Anche il male
ha la sua pietra
d’inciampo

Il male, in fondo, può anche essere un compagno con cui stare, qualcosa che lentamente ci pervade e ci abita. A volte se ne sta zitto, altre grida forte, costringe all’azione, oppure lavora di fino, scavando nella mente e inventando strategie subdole, costringendo a cercare alleanze, a contagiare che sta vicino e a cui, forse, si vuole bene. Così la coscienza si spegne e il lavoro viene premiato con l’annullamento del nemico, della persona che improvvisamente diventa un peso fastidioso, un ostacolo ai piani di fuga da una realtà che il male piano piano si inventa e costringe ad assecondare.

Un anno dopo la scomparsa di Laura Ziliani e otto mesi dopo l’arresto di Mirto Milani e delle due figlie dell’ex vigilessa, Silvia e Paola Zani, con l’accusa di omicidio premeditato, il male ha deciso di manifestarsi con le parole, di raccontarsi e raccontare come un giovane uomo di cultura superiore alla media, con un animo si suppone sensibile, si sia potuto trasformare in un assassino, cercando e trovando una complicità totale nelle due ragazze e inventando con loro una macabra rappresentazione.

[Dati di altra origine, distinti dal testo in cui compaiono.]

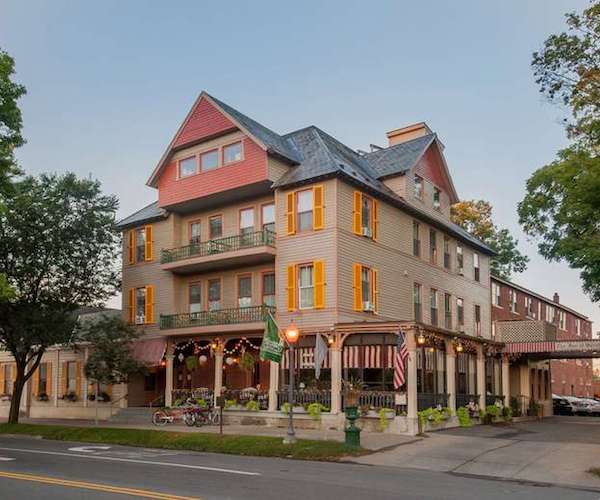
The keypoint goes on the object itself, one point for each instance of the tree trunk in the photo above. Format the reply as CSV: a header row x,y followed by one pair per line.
x,y
15,402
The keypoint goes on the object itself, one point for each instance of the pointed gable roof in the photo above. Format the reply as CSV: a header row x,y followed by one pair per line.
x,y
196,126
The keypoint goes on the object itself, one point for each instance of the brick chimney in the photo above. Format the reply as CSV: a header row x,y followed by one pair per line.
x,y
408,133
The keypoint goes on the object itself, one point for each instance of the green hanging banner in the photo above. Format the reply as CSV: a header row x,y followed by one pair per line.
x,y
271,347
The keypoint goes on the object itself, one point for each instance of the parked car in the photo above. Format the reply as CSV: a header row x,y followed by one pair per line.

Ci si domanda da dove sia nato tutto ciò, quale sia stata la frana che abbia deviato il corso di tre vite normali, forse troppo, in quella provincia un tempo serbatoio di genialità e originalità e oggi contenitore di disagi, odî e rancori, invidie e gelosie, rivalse e desideri proibiti, con famiglie che si disgregano, padri che uccidono i figli, figli che vogliono tutto e subito, eliminando l’ostacolo dei genitori.

Laura Ziliani aveva una personalità forte, una sua indipendenza, cercata e voluta dopo la tragica scomparsa del marito, sepolto da una valanga, non aveva problemi di denaro, si godeva la vita e alimentava la sua grande passione, camminare in montagna. Troppo per personalità deboli come quelle di Silvia e Paola, in cui il male lavorava lentamente ma inesorabilmente, senza però urlare così forte di rabbia e odio da spingerle da sole all’azione. Ci voleva l’innesco, e a quello ci ha pensato Mirto Milani da Olginate, l’intellettuale, la mente sottile, lo stratega del crimine, fidanzato ufficiale della maggiore e amante della minore, una personalità complessa, il bravo ragazzo che suona l’organo in chiesa e ha molti amici musicisti su Facebook, il laureato in psicologia che frequenta il Conservatorio dove studia canto barocco per diventare contraltista.

In lui il male ha qualcosa di teatrale, segue una sceneggiatura un po’ zoppicante ma efficace con le due ragazze, che sono pilotate da lui nelle diverse recite per la polizia e perfino la televisione, e nella messa a punto del piano per eliminare colei che nei loro disegni si frapponeva alla felicità da ottenere con la vendita degli immobili e i soldi liquidi con cui acquistare un bel Suv e farsi una vacanza magari a Dubai. È tutto architettato da tempo, il piano è pensato e tentato una prima volta, poi si passa decisamente all’azione, con la parte più difficile anche per un teorico, quella manuale, la soppressione volontaria di un altro essere umano, il soffocamento nel sonno chimico procurato dalle benzodiazepine. Fatto, si scava perfino una fossa per sistemare il cadavere, i soldi e le case ormai sono lì, a portata di mano.

Ma anche il male ha la sua pietra d’inciampo, il risveglio della coscienza, e un anno dopo l’omicidio Milani confessa, seguito a ruota dalle complici, ancora legate a lui da una sorta di invisibile filo, quello che nelle lunghe serate vuote della vita in provincia li univa nel progettare un futuro malato e impossibile. Il carcere lo ha messo fatalmente di fronte a sé stesso, con la fine delle assurde dichiarazioni di innocenza e l’ammissione del delitto, dopo il crollo emotivo e l’intento suicida manifestato in cella. La sceneggiatura del dramma ha riservato un colpo di scena, che l’autore, però, non aveva previsto.